Finally, you might consider two reference works which help indirectly:
- Commentary of the New Testament Use of the Old Testament lets you look up any NT verse and see what echoes of the OT it contains. Or use the Scriptue index to accomplish the reverse.
- Dictionary of Biblical Imagery lets you look up any biblical theme and see how it is carried along throughout the Bible.
There are endless biblical theology gems to be mined for oneself with the help of these two works.


----------



## Curt (Feb 9, 2012)

_Christology of the Old Testament_, Hengstenberg


----------



## Philip (Feb 9, 2012)

_Knowing Jesus Through the Old Testament_ by Christopher J.H. Wright is one that I found helpful (read it for Christology a couple years back).


----------



## Andres (Feb 9, 2012)

I echo the endorsements for Clowney's book. If you'd like to listen to Clowney's lectures on Christ in the OT, they can be found here. Obviously they are excellent as well.


----------



## KMK (Feb 9, 2012)

Andres said:


> I echo the endorsements for Clowney's book. If you'd like to listen to Clowney's lectures on Christ in the OT, they can be found here. Obviously they are excellent as well.

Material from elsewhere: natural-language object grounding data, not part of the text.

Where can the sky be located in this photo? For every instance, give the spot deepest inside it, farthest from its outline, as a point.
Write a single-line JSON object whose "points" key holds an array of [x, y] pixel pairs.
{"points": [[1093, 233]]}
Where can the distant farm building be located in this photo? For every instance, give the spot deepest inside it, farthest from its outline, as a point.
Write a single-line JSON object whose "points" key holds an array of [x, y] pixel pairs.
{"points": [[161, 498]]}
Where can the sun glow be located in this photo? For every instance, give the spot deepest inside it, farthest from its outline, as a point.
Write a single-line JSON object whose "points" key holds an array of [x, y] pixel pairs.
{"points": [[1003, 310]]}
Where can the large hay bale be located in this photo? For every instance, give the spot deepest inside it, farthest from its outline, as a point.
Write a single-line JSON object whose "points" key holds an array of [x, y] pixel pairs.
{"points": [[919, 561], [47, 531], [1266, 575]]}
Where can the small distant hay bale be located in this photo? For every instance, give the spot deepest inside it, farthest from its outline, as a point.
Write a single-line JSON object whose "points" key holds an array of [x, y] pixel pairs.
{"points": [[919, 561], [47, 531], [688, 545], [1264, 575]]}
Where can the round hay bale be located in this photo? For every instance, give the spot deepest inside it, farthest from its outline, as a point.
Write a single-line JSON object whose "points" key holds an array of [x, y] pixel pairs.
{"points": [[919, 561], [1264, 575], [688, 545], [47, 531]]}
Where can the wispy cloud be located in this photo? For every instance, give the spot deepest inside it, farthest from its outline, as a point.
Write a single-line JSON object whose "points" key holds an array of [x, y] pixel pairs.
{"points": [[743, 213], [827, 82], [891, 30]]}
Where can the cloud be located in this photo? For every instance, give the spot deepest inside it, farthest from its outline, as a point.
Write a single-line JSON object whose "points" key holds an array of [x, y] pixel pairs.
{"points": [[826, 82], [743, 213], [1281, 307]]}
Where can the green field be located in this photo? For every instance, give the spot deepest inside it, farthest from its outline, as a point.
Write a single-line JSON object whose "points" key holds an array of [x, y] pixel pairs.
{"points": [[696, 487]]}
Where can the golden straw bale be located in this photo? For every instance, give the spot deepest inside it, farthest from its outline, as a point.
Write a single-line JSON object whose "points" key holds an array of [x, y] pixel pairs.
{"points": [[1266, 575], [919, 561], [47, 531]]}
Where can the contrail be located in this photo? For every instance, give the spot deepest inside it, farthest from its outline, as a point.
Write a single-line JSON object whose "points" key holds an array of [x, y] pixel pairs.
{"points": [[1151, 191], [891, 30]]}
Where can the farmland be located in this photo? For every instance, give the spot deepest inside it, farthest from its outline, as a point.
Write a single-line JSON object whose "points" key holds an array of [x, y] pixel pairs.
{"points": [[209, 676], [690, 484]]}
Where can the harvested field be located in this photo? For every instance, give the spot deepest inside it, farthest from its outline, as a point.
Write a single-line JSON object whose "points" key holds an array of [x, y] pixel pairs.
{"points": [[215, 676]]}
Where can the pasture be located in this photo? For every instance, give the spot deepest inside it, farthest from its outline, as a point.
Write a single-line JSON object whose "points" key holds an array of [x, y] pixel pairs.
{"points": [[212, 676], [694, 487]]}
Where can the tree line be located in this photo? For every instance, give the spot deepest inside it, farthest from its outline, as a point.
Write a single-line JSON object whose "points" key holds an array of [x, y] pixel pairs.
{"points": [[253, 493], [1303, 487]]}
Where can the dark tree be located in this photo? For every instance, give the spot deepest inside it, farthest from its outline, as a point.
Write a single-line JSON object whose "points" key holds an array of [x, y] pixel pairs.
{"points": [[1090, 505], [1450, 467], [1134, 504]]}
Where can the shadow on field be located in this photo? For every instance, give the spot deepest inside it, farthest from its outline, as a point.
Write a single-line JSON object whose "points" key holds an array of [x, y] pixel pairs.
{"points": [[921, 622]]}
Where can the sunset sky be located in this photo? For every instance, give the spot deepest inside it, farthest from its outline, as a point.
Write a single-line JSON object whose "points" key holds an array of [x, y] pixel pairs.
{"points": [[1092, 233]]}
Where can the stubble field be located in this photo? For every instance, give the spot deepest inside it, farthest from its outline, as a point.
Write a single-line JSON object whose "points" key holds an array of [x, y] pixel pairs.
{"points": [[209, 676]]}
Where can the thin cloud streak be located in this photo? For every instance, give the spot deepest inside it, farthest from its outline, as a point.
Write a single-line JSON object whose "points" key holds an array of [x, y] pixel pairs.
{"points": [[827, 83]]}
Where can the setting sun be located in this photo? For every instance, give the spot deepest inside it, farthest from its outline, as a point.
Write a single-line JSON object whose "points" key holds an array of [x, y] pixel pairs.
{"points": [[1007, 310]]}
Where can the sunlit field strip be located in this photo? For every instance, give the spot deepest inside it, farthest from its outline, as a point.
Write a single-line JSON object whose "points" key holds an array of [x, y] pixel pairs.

Thanks for that, Andrew. I love listening to Clowney.


----------



## MightyManfred (Feb 9, 2012)

I bought a copy of an old, reliable text on this topic: Typos, by Leonhard Goppelt. It's available on Google Books: Typos - The Typological Interpretation of the Old Testament in the New - Leonhard Goppelt, E. Earle Ellis - Google eBookstore


----------



## Philip (Feb 9, 2012)

Reformedfellow said:


> I noticed the book you mentioned by Wright before, but thought it was a little "messianic" in leaning? Am I mistaken?
> (I mean, in the messianic Judaism/dispensational sort of way)



Not really---Wright is a British evangelical, and that way of thinking simply isn't a factor there.


----------



## MightyManfred (Feb 10, 2012)

Reformedfellow said:


> Stuart, thank-you for the suggestion, I will look into that as well.
> 
> ---------- Post added at 08:48 AM ---------- Previous post was at 08:46 AM ----------
> 
> ...




I will let Voddie know! His book, _What He Must Be if He Wants to Marry My Daughter_, was released just as my daughter told me she was serious about a young man. That book changed my life, and my son-in-law's.


----------